Where I live we have drainage ditches on the sides of the country roads that link to the river. You would not believe the amount of garbage that I clear from mine. Nearest McD is about 15 miles away so the little darlings must carry them in the car for a while before they throw them out.

A while ago drink of choice was red bull now it seems it's fosters.

Our village does an annual cleanup and the school is involved now, fingers crossed that new generation will learn something.

Ian


----------



## Cazzie (Feb 13, 2009)

Its not just the youngsters who discard litter. A friend of mine who is now in her eighties would quite happily throw her used tissues on the ground until I asked her if she would like other people doing it on her property.We're still friends. :lol: :lol: 

Cazzie


----------



## Easyriders (May 16, 2011)

Agree with everything you say, Grath. This has become a throwaway society, and sometimes there seems no choice - many items are not made to be repaired, and have to be replaced instead. And recycling is all very well, but reusing was better!
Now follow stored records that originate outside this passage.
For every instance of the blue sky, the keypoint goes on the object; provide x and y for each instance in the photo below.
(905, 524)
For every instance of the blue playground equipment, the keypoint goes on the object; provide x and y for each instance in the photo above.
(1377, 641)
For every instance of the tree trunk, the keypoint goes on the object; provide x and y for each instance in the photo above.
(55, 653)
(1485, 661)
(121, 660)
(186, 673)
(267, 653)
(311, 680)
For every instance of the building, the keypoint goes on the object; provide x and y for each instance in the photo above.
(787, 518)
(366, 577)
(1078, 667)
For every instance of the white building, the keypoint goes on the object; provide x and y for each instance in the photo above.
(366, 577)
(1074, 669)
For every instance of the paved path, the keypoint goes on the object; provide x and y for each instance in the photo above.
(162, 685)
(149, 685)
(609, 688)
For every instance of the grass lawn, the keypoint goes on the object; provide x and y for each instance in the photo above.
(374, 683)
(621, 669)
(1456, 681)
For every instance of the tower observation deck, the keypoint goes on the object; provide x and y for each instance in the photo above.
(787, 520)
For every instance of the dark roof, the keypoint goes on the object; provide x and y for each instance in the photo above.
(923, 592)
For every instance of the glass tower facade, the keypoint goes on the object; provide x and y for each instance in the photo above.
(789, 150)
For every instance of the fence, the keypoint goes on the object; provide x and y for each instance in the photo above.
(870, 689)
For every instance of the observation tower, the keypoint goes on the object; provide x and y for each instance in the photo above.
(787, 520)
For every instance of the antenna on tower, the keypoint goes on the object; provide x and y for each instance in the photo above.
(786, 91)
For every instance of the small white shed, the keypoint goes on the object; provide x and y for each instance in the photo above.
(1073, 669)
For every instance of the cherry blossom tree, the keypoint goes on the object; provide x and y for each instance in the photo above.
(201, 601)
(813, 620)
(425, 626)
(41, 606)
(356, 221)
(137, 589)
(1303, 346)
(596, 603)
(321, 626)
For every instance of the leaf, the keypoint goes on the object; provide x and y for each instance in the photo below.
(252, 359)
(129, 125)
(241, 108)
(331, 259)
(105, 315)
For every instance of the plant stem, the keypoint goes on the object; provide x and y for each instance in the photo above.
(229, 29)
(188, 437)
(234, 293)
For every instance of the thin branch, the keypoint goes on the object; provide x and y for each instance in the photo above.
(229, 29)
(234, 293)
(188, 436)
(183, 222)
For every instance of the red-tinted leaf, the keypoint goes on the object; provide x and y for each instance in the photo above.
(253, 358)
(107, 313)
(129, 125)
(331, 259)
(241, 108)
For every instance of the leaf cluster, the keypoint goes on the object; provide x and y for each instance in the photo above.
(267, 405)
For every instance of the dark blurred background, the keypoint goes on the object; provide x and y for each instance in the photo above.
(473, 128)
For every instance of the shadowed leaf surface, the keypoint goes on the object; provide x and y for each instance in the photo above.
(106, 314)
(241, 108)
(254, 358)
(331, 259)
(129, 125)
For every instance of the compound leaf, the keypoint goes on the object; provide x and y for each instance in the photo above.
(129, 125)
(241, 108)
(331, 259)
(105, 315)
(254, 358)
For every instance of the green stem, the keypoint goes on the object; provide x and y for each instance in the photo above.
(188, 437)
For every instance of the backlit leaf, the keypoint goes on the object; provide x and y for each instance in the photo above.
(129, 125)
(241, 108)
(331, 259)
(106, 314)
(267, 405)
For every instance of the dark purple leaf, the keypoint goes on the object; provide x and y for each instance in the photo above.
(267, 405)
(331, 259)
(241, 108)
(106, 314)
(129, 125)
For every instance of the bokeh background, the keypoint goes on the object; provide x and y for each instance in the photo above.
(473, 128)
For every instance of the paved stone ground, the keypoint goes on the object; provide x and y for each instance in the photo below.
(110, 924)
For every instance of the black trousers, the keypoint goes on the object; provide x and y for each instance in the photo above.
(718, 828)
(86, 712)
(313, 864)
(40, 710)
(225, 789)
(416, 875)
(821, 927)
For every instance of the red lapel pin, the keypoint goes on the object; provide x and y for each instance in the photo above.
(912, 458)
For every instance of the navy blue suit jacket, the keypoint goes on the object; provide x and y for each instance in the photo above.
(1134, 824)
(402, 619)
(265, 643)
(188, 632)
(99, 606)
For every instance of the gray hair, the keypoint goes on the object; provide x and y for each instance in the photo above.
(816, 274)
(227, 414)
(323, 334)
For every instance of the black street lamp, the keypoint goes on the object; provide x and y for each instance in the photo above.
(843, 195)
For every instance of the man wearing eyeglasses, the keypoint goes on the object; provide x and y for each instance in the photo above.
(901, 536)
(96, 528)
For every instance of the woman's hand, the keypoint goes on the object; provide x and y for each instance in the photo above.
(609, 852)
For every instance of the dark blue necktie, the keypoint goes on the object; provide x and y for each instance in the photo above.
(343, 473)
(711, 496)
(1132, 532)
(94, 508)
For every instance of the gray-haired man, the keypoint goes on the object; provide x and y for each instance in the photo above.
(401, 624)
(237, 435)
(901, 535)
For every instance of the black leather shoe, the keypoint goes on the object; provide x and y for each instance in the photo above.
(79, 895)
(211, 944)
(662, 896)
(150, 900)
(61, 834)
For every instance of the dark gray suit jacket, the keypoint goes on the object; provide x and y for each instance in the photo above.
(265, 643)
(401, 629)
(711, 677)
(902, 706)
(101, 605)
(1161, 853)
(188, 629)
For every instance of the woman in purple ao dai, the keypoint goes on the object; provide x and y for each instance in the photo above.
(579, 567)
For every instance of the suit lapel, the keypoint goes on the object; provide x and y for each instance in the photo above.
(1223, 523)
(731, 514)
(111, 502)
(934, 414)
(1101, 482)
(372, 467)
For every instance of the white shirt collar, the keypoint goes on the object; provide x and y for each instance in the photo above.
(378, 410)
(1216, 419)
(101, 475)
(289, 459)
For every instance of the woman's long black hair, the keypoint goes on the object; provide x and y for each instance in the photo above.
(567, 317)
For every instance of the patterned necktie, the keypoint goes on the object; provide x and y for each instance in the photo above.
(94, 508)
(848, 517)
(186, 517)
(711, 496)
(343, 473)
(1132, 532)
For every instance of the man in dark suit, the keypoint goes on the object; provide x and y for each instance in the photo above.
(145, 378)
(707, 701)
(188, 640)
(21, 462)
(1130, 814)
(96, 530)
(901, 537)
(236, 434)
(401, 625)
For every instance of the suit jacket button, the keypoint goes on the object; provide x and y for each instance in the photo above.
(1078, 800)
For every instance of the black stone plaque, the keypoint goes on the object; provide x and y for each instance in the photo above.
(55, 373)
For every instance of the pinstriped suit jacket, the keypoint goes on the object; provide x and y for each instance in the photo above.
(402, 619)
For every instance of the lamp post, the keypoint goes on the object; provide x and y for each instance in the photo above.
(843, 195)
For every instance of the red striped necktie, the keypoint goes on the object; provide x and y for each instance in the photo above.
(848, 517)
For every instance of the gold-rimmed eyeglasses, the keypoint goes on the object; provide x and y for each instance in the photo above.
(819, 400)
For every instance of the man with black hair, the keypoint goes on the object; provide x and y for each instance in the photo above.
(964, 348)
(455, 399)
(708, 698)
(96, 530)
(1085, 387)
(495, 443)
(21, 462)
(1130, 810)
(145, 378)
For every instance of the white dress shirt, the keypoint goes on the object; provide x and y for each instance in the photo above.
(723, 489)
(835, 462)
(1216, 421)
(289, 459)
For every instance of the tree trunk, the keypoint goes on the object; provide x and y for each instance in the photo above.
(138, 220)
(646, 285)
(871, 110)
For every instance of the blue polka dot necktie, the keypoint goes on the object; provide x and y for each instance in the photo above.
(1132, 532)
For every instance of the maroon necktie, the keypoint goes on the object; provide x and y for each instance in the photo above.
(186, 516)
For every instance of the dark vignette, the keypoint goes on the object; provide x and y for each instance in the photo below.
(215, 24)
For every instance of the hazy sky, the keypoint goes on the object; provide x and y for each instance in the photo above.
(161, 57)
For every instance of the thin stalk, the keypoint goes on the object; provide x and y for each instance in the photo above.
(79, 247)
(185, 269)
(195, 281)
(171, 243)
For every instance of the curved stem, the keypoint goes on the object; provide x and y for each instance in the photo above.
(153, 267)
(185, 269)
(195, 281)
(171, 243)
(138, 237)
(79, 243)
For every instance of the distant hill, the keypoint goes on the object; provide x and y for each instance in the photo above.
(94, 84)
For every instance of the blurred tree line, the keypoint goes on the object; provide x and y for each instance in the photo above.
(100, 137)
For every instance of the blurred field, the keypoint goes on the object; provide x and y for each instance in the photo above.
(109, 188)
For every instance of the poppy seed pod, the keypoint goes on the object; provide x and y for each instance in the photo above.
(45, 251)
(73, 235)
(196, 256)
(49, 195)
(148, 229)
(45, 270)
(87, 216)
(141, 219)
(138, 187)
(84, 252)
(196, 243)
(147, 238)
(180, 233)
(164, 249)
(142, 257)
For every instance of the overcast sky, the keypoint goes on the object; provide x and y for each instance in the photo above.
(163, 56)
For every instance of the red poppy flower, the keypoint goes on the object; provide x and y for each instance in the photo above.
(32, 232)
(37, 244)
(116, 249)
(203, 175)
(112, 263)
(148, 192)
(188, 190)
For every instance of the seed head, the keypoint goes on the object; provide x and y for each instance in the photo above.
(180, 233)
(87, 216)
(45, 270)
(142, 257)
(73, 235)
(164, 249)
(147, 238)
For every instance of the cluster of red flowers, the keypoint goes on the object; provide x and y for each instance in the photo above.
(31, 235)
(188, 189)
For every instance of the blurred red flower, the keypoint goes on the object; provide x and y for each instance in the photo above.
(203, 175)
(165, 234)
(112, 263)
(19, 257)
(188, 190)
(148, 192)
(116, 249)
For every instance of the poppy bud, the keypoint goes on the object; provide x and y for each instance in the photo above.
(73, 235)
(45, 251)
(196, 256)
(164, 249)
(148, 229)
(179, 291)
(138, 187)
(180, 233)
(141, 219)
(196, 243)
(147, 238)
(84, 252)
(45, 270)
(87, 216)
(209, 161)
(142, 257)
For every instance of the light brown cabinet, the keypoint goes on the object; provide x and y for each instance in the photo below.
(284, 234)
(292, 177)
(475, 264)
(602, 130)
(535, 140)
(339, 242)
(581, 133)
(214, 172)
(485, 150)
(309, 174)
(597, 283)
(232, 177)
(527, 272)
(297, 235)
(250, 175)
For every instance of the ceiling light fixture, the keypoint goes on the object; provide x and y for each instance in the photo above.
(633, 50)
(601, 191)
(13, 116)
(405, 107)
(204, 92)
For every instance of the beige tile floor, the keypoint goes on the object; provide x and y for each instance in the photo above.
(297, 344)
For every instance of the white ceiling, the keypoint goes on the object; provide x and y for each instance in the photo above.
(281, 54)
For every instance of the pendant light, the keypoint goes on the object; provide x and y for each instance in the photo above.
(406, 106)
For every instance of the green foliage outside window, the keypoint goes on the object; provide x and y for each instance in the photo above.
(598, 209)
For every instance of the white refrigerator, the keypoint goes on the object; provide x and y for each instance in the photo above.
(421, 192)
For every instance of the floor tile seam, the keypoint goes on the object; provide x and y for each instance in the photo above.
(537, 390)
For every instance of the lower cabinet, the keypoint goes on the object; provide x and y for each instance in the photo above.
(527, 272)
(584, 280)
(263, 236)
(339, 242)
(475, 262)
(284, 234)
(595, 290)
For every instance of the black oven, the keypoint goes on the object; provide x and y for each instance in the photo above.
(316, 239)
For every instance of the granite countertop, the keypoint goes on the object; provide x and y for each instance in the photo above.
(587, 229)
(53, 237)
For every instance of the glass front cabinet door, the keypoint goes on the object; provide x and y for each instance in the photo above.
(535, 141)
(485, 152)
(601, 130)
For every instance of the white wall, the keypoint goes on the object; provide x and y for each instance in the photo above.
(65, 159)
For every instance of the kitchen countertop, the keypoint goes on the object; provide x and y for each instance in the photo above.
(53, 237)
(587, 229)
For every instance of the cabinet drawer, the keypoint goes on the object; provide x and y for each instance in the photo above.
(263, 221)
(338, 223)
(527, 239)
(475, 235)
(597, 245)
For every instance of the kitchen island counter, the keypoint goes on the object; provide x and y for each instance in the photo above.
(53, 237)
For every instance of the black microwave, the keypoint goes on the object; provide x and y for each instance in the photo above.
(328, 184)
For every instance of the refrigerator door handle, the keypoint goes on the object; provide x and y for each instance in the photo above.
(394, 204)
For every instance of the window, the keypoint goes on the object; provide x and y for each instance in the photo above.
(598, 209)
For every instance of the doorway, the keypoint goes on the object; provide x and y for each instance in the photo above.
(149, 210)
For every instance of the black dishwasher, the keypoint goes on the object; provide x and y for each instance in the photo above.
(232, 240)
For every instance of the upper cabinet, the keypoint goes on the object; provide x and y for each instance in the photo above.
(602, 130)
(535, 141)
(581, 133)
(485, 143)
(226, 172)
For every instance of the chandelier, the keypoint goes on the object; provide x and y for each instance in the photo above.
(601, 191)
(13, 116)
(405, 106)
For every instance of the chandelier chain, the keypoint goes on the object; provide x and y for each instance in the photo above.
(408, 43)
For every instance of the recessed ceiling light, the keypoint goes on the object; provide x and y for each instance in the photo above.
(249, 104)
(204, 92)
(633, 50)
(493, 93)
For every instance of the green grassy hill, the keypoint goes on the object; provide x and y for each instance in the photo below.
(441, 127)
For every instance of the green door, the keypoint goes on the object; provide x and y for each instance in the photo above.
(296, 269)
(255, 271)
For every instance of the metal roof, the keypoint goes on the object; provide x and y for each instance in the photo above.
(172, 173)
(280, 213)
That cashier was so rude! Also, pretty stupid. Ok, reusing plastic carrier bags is a good idea, but it would be a better idea if supermarkets stopped wrapping everything in plastic. What is the point of wrapping a cabbage or a cucumber in plastic?

And why can't I buy unwashed potatoes and carrots any more? They kept for ages. Now carrots have to be kept in the fridge, wasting energy, and if you don't use them quickly, get thrown out - more waste.

I have complained over the years about all these matters, but it has made no difference. Feeling virtuous because you've reused a carrier bag is all very well, but it really is a drop in the ocean.


----------